The Englishman Jonathan Holt Titcomb (1819-1887) was the first Anglican bishop of Rangoon, Burma (today Yangon, Myanmar). Titcomb was consecrated bishop in 1877, and fervently spread the Gospel for five years in Burma. In 1881 he unfortunately fell over a cliff in the Karen hills, and had to retire from the bishopric in 1882 due to ill-health. Back in England, Titcomb became a deputy for the bishop of London, and was for a while president of the Metropolitan Anglo-Israel Association.
The Rt. Rev. Bishop J.H. Titcomb
The book ‘British-Israel: How I Came to Believe It'Â was originally published in 1875 under the title ‘The Anglo-Israel Post-Bag'. The book is not an introduction to, nor an explanation of, British-Israelism, but rather a step-by-step explanation of the personal difficulties which Titcomb encountered when he himself was introduced to British-Israelism. As Titcomb writes, “You will say, then, ‘What in the world has altered you?' I will tell you. I was thinking one day over the subject - anxious to do it full justice - and really desirous of discovering truth for its own sake, without prejudice or bigotry, when it occured to my mind that it would be only fair to look at what the advocates of this Anglo-Israel Theory said respecting the state of the Ten Tribes in their captivity." (p. 15)

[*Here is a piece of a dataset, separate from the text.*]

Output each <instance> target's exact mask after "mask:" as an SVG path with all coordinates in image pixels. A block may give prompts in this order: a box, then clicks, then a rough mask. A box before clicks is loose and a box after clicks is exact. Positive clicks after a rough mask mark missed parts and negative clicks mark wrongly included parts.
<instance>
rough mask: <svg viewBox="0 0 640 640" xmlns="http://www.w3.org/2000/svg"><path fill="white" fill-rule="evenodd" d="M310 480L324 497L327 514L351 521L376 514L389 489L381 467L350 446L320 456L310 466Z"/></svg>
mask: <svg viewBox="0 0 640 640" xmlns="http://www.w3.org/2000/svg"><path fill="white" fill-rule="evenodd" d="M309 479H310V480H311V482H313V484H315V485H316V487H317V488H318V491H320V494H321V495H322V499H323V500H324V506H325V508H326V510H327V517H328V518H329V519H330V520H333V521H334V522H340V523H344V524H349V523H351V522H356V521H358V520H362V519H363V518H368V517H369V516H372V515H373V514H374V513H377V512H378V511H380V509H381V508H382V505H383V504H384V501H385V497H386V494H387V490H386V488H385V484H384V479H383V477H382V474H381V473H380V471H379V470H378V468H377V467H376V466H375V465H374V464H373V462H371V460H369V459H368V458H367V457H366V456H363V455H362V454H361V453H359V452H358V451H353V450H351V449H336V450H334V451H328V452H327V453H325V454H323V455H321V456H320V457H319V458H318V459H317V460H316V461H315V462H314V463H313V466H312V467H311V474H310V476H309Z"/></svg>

Being an early and prominent British-Israelite, it must be mentioned that bishop Titcomb viewed all the Nordic, Germanic, and Anglo-Saxon peoples as the descendants of the Lost Tribes of Israel, just as the founder of British-Israelism, John Wilson, did, in ‘Our Israelitish Origin' (1840). Some later British-Israelites have followed another branch of British-Israelism as taught by Edward Hine, an Englishman of Jewish origin, who claimed that only Anglo-Saxons and Jews were Israel and Judah, respectively, but nothing of this sort is to be found in this book from 1875 by bishop Titcomb. This can be illustrated by the bishop's interpretation of Ezekiel chap. 37, concerning the future Spiritual Resurrection and Re-Union of Israel and Judah, of which he wrote that “we should have a representation of the Teutonic and Keltic races, or, at least, a large portion of them, lying in Britain, Gaul, Germany, Denmark, and Scandinavia, waiting to be collected into one nationalized mass." (p. 152)
There are many oddities in this book, but considering that it is the work of a pioneer, and also that it is a very personal testimony, it only adds to the charm of a book written at a time, 1875, when Britannia ruled the waves and the peoples of Europe were establishing themselves as masters of world-wide colonial empires.